In calculating the non-GAAP financial measures contained elsewhere in this release, the Company adjusted its GAAP results to exclude certain charges and credits that are required by GAAP as follows:



    * Stock-based compensation expense - The Company incurs stock-
      based compensation expense with respect to equity incentive
      awards made to employees, directors and other service providers,
      including (a) long-term equity incentive awards made to new
      hires and existing employees and (b) equity incentive awards
      made in satisfaction of certain bonus payments as earned under
      the Company's executive and employee bonus plans, which can be
      satisfied with equity incentive awards or cash at the option of
      the Company.

    * Amortization of purchased intangibles - The Company purchased
      intangible technology assets from Microdisplay Corporation in
      July 2007 and is amortizing the purchase price of these
      purchased intangibles over a five year useful life.
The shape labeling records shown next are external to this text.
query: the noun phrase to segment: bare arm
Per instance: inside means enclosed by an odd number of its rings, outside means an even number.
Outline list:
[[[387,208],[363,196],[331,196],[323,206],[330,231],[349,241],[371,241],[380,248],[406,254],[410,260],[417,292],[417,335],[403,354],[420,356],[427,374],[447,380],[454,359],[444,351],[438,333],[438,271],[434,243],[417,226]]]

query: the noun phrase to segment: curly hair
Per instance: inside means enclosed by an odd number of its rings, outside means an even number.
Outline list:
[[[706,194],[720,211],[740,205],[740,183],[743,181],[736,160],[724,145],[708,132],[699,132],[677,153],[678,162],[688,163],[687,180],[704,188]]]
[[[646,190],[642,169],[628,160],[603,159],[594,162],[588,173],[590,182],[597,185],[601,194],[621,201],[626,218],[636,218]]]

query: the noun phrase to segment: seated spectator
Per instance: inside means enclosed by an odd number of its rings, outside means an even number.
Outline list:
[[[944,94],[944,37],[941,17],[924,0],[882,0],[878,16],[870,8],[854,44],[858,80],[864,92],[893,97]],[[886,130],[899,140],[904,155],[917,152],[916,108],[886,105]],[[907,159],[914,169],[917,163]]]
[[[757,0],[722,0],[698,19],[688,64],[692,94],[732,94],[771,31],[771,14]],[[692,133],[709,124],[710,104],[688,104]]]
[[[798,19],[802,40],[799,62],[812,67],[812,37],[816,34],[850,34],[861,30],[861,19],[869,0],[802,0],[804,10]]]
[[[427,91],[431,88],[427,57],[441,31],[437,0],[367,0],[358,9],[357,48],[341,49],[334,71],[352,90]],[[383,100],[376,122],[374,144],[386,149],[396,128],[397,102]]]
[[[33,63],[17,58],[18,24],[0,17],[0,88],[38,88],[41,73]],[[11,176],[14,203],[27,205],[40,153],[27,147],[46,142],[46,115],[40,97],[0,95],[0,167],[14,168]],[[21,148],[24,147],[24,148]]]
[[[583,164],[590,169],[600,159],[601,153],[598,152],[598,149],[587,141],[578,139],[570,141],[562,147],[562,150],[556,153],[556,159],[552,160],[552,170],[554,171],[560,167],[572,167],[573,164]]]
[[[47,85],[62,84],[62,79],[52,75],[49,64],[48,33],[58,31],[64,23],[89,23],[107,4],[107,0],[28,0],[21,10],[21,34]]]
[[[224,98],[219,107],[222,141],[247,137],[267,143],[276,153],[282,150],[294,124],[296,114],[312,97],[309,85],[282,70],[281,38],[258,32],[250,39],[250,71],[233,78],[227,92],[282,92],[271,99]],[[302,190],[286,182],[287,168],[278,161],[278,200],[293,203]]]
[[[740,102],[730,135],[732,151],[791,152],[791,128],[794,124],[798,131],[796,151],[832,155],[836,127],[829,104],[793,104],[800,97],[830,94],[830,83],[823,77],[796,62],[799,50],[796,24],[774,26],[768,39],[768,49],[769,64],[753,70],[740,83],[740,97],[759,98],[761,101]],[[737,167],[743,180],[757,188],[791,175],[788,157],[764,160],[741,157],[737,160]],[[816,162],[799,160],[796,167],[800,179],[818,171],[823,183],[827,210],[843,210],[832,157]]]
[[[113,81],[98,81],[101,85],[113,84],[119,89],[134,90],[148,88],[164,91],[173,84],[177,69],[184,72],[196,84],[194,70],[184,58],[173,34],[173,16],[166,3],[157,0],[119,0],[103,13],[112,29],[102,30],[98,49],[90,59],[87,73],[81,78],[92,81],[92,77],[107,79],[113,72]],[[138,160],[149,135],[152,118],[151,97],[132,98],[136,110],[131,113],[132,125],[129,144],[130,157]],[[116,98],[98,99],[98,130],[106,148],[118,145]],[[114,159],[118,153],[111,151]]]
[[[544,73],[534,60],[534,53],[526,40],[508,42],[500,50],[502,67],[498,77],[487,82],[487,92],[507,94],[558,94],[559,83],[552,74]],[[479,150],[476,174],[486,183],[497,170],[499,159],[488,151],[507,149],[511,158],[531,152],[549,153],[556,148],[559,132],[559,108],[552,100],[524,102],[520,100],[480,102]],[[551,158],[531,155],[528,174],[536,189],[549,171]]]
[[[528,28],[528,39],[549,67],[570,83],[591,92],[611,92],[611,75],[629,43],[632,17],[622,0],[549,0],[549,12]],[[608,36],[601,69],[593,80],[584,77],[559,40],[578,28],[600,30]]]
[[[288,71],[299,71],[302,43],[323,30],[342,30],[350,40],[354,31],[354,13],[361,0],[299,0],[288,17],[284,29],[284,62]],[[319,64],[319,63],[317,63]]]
    * Duplicate facility costs during facility move - The Company has
      incurred duplicate facility costs during facility move as a
      result of (a) the execution of a lease for its current U.S.
      operating facility and the early termination of the lease for
      its prior U.S. operating facility and (b) the execution of a
      lease for its future Australian operating facility.  The Company
      completed the U.S. facility relocation during the third quarter
      of fiscal 2007 and expects to complete the Australian facility
      relocation during calendar 2008.

    * Patent litigation expenses - Since the first quarter of fiscal
      2007, the Company has incurred expenses in connection with the
      defense of patent infringement lawsuits brought against Optium
      with respect to certain of Optium's cable TV products.

    * Deferred tax adjustment - The Company recognized a tax benefit
      in July 2007 as the result of removal of valuation allowances
      associated with NOLs and other credits in the United States and,
      as a result, will incur non-cash tax expense in certain future
      taxable periods.

While non-GAAP financial measures are not calculated in accordance with GAAP or alternatives for measures calculated in accordance with GAAP, the Company believes that providing this information to investors, in addition to GAAP measures, allows investors to better evaluate its current core operating performance relative to prior periods and its financial results in comparison to its competitors. However, non-GAAP financial measures:



    * are not measures of financial performance calculated in
      accordance with GAAP;
    * do not represent financial measures as defined by GAAP; and,
    * should not be considered as an alternative to financial measures
      prepared in conformity with GAAP.

Further, the Company's non-GAAP financial measures as calculated may not be necessarily comparable to similarly titled measures reported by other companies.